Given that Jackson is the defacto offensive coordinator, the blame for this, as well as many of the Browns’ offensive struggles, falls on his shoulders as well as on the relative inexperience of the personnel he has at his disposal.
Taking all of this into account, Jackson, for most intents and purposes, SHOULD be fired. However, with the talent on this roster, I do not think bringing anyone else in to coach would change anything.
Hiring another coach would just continue the cycle of broken promises, unfulfilled vows, and instability that has permeated throughout this organization for almost the entirety of its existence. This will also cause personnel to have to learn yet another playbook and learn how to play in yet another scheme, which is not guaranteed to be a successful transition.
The Browns have not had a head coach last more than two seasons since Romeo Crennel did from 2005-2008. This lack of stability has led to a team that is just as dysfunctional as its front office, which, considering the recent shananigans that have plagued this team during the Haslam era, is not surprising.
These Browns have faced off-field issues that range from comedic (the Ray Farmer texting saga) to borderline criminal (the Pilot Flying J pricing scandal) and have adversely affected the on-field product.
Realistically, how can a team focus when it does not even have trust in its administration?
In order to be more like the NFL’s premier franchises such as the Steelers, who have had three head coaches in 48 years, the Browns have to adopt a similar approach and be much more patient with the progress of their regimes, particularly their coaches.
This will foster a culture of stability, patience, and understanding within the organization and lead to success.
Realistically, this success will most likely not be seen in Jackson’s third year, which makes giving him ample time even more important.
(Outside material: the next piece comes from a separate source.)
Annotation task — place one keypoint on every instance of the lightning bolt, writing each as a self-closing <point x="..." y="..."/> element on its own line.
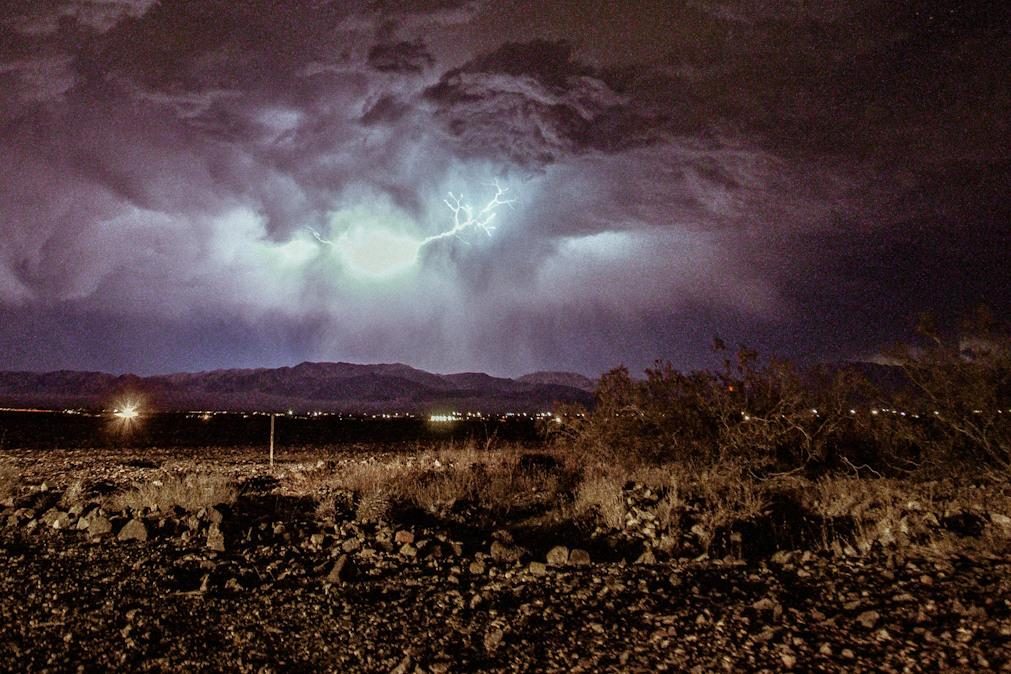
<point x="378" y="253"/>
<point x="464" y="216"/>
After all, Rome was not built in a day and there is no feasible way to turn a 1-15 team into a playoff-bound squad in two seasons.
Hopefully, new GM John Dorsey, formerly of the Kansas City Chiefs, will realize this, and give Jackson time to work with this roster beyond 2018. It might not be the sexy choice, but it is the one that offers the most stability going forward, all while fostering the continuity that makes many of the NFL’s finest.